Q Learning

Posted on 2024-04-16 Edited on 2024-05-09 In Computer Science Views:

Sources:

DQN 2013 paper
Reinforcement Learning Explained Visually (Part 4): Q Learning, step-by-step by Ketan Doshi

Other useful resources:

OpenAI Gym and Q-Learning by Alexander Van de Kleut

# TODO

The Q-learning algorithm uses a Q-table of State-Action Values (also called Q-values). This Q-table has a row for each state and a column for each action. Each cell contains the estimated Q-value for the corresponding state-action pair.

Steps:

We start by initializing all the Q-values to zero. As the agent interacts with the environment and gets feedback, the algorithm iteratively improves these Q-values until they converge to the Optimal Q-values. It updates them using the Bellman equation.
Then we use the ε-greedy policy to pick the current action from the current state.
Execute this action tointhe environment to execute, and gets feedback in the form of a reward and the next state.
Now, for step #4, the algorithm has to use a Q-value from the next state in order to update its estimated Q-value (Q1) for the current state and selected action.

And here is where the Q-Learning algorithm uses its clever trick.

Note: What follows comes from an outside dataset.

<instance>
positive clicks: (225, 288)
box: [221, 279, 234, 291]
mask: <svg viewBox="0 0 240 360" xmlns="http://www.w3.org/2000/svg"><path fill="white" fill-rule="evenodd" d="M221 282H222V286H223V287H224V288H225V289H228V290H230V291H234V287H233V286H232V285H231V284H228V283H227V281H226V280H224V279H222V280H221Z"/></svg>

The next state has several actions, so which Q-value does it use? It uses the action (a4) from the next state which has the highest Q-value (Q4). What is critical to note is that it treats this action as a target action to be used only for the update to Q1. It is not necessarily the action that it will actually end up executing from the next state when it reaches the next time step. \[ Q(s_t, a_t) \gets (1-\alpha)Q(s_t, a_t) + \alpha \left( r_t + (1-d_t) \gamma \max_{a_{t+1}} Q(s_{t+1}, a_{t+1}) \right) \] Here \(d_t\) is the done flag. If \(d_t=1\), then it means the state \(s_{t+1}\) is a terminal state. Adding the \(\left(1-d_t\right)\) term implies that the discounted return \(G_t\) is just going to be \(r_t\), since all rewards after that are going to be 0 . In some situations this can help accelerate learning.

In other words, there are two actions involved:

Current action — the action from the current state that is actually executed in the environment, and whose Q-value is updated.
Target action — has the highest Q-value from the next state, and used to update the current action’s Q value.